According the Oxford Dick-tionary of Rainbow Terminologies, Dick-notization is a state where someone who has not gotten any good dick in a long while and then finally finds a guy, and now thinks that it’s the world. He/she starts acting superior and has no control over their own thoughts and behavior. In this state, everything is ‘US’’ and ‘’WE’’ and ‘’JOHN and I’’. A person who is dick-notized starts to pity their friends [who once were their rock]; make comments like ‘’Why is Dwayne still single? OMG’’; try to set you up on some dead-beat guys who previous you two wouldn’t have given a first look more so a second. Dick-notization results in two things:- (1) – YOU feeling bitter, hurt and confused; (2) YOUR FRIEND being jaded, out of control  and over-sexed!

 

But all this started out slowly. There were signs, but you didn’t see them! It started one day when your friend met a guy and decided to go on a date. But, as usual, you thought this was just one of those ‘’dates’’ that will end badly and your friend will rush back to your apartment to cry his/her eyes out in despair and you would have no other choice but to devour a gallon of Hagen Dazs ice-cream, the vodka and the whip cream [If you feel a little S&M-ish… just kiddin] and you would talk for hours… But this date was different.

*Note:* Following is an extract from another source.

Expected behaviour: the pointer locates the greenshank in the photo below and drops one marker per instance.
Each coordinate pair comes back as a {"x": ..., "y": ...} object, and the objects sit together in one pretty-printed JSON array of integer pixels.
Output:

Your friend didn’t rush back to your apartment, but instead called you the next day and sounded giddy, bright-eyed and bushy-tailed as never before. But you just thought nothing of it. Weeks later, your friend is still seeing this guy [that you haven’t met yet]. Your Friday and Saturday nights rituals have been cancelled or rescheduled and those were the nights she/he is ‘busy with John’. But you still thought nothing. Then at a lovely Sunday brunch [which usually, you two would have gone and hit the jumbo shrimps at the buffet hard] your friend turns up with ‘’John’’. He/she introduces you to ‘’John’’. As with any friend’s boyfriend, they want to make a good impression because they know that your ‘’blessing’’ on their relationship is important for its survival. So ‘’John’’ tried to be as nice as possible. But one thing is sure, with years of experience trying to find ‘’Mr. Right’’, you would have developed impeccable skills of spotting ass-holes and dicks. So, after 5 rounds at the buffet and 5 light cocktail [not too much vodka…..it’s Sunday…LOL] you soon realized that ‘’John’’ is a ‘’Dick’’! Your friend has been so dick-notized that now he/she can’t see how bad ‘’John’’ is for them.

 

A Dick-notized friend is hard to un-dick-notized! Firstly, he/she is so jaded by all the sex and ‘fun’ they are having that they don’t see how much they have been short-changed. He/she is probably thinking that you are a bitch and jealous, of course and anything that comes out of your mouth if full of guile and bitterness. Secondly, He/she spends so much time with the ‘’John’’ that he/she starts to sound like the ass-hole you want him/her to leave. So, when all is said and done, can you un-dick-notize a friend back to reality? Can you be the rock that you were before and reach down to your friend and show them how jaded they are? Can you rescue your friend from the hands of the ass-hole who he/she fell for? Or, has too much damaged been done that he/she is not able to be un-dick-notized?

 

As a friend, there is so much you can do (and no more) to undo a dick-notized friend. If you try to ‘’open their eyes’’ he/she might run for the hills and never come down and then you would have lost a friend. So, what to do? You can stand by your friend and show him/her love, because you know that one day his/her eyes are going to open and when those eyes are wide open shut and he/she finally sees the ass-hole for what he is, your friend is going need you to help him/her pick up the pieces. After all, that’s what friends are far. We stick with each other even when one falls off the horse and gets jaded by some dick. Dick: .That evil thing that causes a love-hate pull between you and it; it knows how to hit the ‘’spot’’ and sometimes it hits it so well it results in a side effect called Dick-notization. [Oxford Dic-tionary of Rainbow Terminologies, 2011].